Things are starting to get ominous. The air is warmer. I can smell it coming in to ruin my life for a few months. I’ve started sneezing a bit. My nose itches just a tiny amount, but enough to be noticeable. My eyes don’t yet feel anything, but they’re preparing themselves for when they do. But no matter how my body or mind is prepared for it, there’s never any way around it: Hayfever is coming to fuck me up again.
I can write this now as it’s before the diseeeease has taken hold of my frail body. If I tried to put these simple words together in a half-legible fashion a couple of months down the line it just wouldn’t be possible. The streaming nose would make me lose concentration, the streaming eyes wouldn’t let me focus and the streaming… well, just the streaming. And the itching. And the fucking itching. God I hate hayfever.

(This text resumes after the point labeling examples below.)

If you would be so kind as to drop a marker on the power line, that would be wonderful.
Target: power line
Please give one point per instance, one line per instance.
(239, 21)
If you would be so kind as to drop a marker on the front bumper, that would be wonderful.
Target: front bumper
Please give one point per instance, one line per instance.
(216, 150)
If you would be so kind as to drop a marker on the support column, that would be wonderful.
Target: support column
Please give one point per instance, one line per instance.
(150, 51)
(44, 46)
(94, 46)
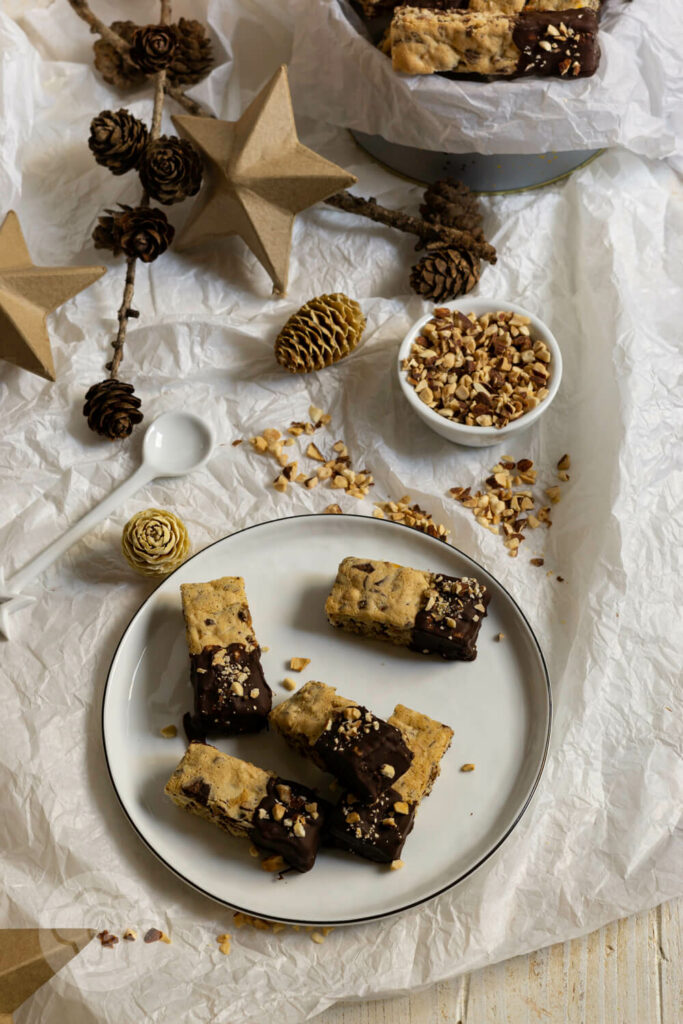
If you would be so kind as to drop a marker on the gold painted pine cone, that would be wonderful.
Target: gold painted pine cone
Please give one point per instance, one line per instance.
(322, 332)
(155, 542)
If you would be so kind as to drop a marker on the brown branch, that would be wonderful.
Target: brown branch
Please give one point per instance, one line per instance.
(114, 39)
(414, 225)
(129, 286)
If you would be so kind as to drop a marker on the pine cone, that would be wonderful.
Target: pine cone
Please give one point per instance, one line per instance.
(324, 331)
(112, 409)
(171, 169)
(452, 204)
(444, 273)
(155, 542)
(153, 47)
(107, 233)
(117, 140)
(194, 55)
(112, 66)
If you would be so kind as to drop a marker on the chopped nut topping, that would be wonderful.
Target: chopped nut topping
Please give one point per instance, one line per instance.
(482, 372)
(273, 864)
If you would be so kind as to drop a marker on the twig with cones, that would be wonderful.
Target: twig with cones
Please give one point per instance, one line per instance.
(170, 170)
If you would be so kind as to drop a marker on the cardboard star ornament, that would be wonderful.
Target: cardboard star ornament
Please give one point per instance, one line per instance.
(260, 176)
(29, 957)
(28, 294)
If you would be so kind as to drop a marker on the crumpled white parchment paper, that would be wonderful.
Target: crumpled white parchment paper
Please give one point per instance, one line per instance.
(635, 99)
(599, 257)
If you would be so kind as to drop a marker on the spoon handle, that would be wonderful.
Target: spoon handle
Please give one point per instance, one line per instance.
(33, 568)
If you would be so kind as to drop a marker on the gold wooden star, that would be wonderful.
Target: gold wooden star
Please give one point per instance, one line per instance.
(28, 294)
(260, 176)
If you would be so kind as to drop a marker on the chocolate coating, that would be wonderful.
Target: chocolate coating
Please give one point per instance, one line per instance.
(451, 627)
(569, 49)
(304, 811)
(218, 675)
(365, 753)
(368, 837)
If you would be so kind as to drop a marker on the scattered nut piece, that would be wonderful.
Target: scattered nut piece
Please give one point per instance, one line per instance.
(412, 515)
(314, 453)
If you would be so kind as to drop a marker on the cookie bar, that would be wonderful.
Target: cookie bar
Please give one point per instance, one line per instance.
(365, 753)
(426, 611)
(278, 815)
(550, 43)
(230, 692)
(378, 830)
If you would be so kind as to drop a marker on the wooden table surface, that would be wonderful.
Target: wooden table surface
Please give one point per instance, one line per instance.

Now I don’t intend this to come across as one-upmanship, but my hayfever is particularly bad. It’s an allergy to grass pollen, which I’m sure many of you either have or know people who have. The obvious problem there being that summer is an outside time where everyone sits on various different types of grass, and if you say you don’t want to do this you are looked on as some kind of troll-like weirdo who needs to be shunned. Plus there’s the fact that park days are ace. But I’m sure many of you are aware of the irritating effect this has on hayfever sufferers.
Problem is, my body decides to take it a step further and completely dismantle my ability to function as a human being. I have sneezing fits that can last 10 minutes or more. My eyes go bright red and, well – I look a lot like this. It is completely debilitating, even with all the medication, treatments, showers and washed clothes I can think of. But the worst – oh! the worst – comes when someone decides to cut the grass near me. This, quite literally, nearly kills me. My throat tries to close up and my entire head puffs up into this weird ball of steaming red nonsense. It’s definitely when I’m at my sexiest. As well as being something to look forward to for Anna.
I’m looking into new/different treatments this year, as I’m tired of this ridiculous suffering. I mean, for fuck’s sake – it’s hayfever. It shouldn’t get in the way of the whole ‘being alive’ stuff I hear so much about. It’s not like it’s even a real illness (it’s a diseeeeease) or anything to compare to people with real medical worries. But it still completely fucks me up and I really am not looking forward to it coming to ruin a few months of my year. Again.
Plus it’s just bloody embarrassing. For all I laugh at the poor fools allergic to peanuts or cats, at least they’re not allergic to the fucking planet. Ho hum.